自分の事しか考えてない農家は、普通に居ます!

 自分の稲が良く育つ方が良いし、その為に水の管理が重要です。暑い日は多めに田んぼに水を張りたいし、逆に雨が続くなら不要な分はどんどん落としたいです。夏場の出穂期に猛暑日が当たれば、一日中かけ流しの方が良いですし、良い米を作りにはそれしかベストな方法が無いのです。そうやって水の管理を徹底すれば思うような良い米が沢山作れて自分はハッピーです。

 そうです、全て自分の思い通りに良い米を作る為にそうするのです。当然ですが上記のような事をすれば下手の田んぼに十分な水は回って来ないですし、逆にガンガン落とされてしまっては、特に稲刈りの時期などいつまで経っても水がハケず、最終的に穂は倒れ低等級(最悪クズ米に…)になります。

 条件の良い田んぼは村の古参や有力者が持ちます。特に高低差のある地域ではエグイくらいですね^^;。当然ですがその方が良い米が作れて収入にもなりまし、何より田んぼとして扱いやすいですから。その為に条件の悪い田んぼで苦労する人が居ても、それは別に知った事ではないので。

 昨今メディアの影響で農家が聖人か何かのように礼賛される風潮がありますが、テレビでいうような地域の助け合いなんてあんまり真に受けない方が良いです。あれは実際には助け合いではなくただの同調圧力ですから。

水で争わない方法はただ一つ…

 それは『農業を辞める』事です。はい、身も蓋も無い話ですが、これ以上の積極的な方法が無いのが現実です。自分が農業を辞めて、思い通りに農業を営みたい人にその道を譲ってあげれば問題は起こりません。と、同時に解決もしませんが^^;。

 農村は年功序列です。長く村に住み、長く農業を営んでいる人が絶対的に優先されます。もうそれは仕方のない事です。農家に揉め事は付き物です。隣近所と揉めるのが嫌ならもう辞めるしかありません。

これも後継者問題の根幹にあるもの

 今回の問題もそうですが、日本の農業は閉塞社会なので一度話が拗れると解決は不可能と考えても良いでしょう。水の問題、土地の範囲の問題、組合や団体の利権の問題…全て大きな声を出す人が得をします。

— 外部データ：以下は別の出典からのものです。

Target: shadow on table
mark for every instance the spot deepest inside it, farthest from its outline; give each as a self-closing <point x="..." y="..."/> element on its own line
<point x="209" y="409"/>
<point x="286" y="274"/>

 これからの農業を考える上で後継者問題が常に上がっていますが、こんな状態の農業界に一体誰が好き好んで来てくれるのでしょうか。

 超高齢化社会を迎えて世代交代が困難な時代になり、後継者不足はますます加速する事でしょう。それでも農家同士の問題揉め事が後を絶たず、各農家のせがれ達はそれを目の当たりにして当然のように跡継ぎはしない。目の前で自分の親が大なり小なり揉めたり、そうでなくても隣近所様に滅茶苦茶に気を使っていたら農家なんてやりたいと思わないでしょう。

 今回件のニュースを目にしてこの問題に触れてみましたが、また時間がある時に農家の人間関係について色々綴ってみたいと思います。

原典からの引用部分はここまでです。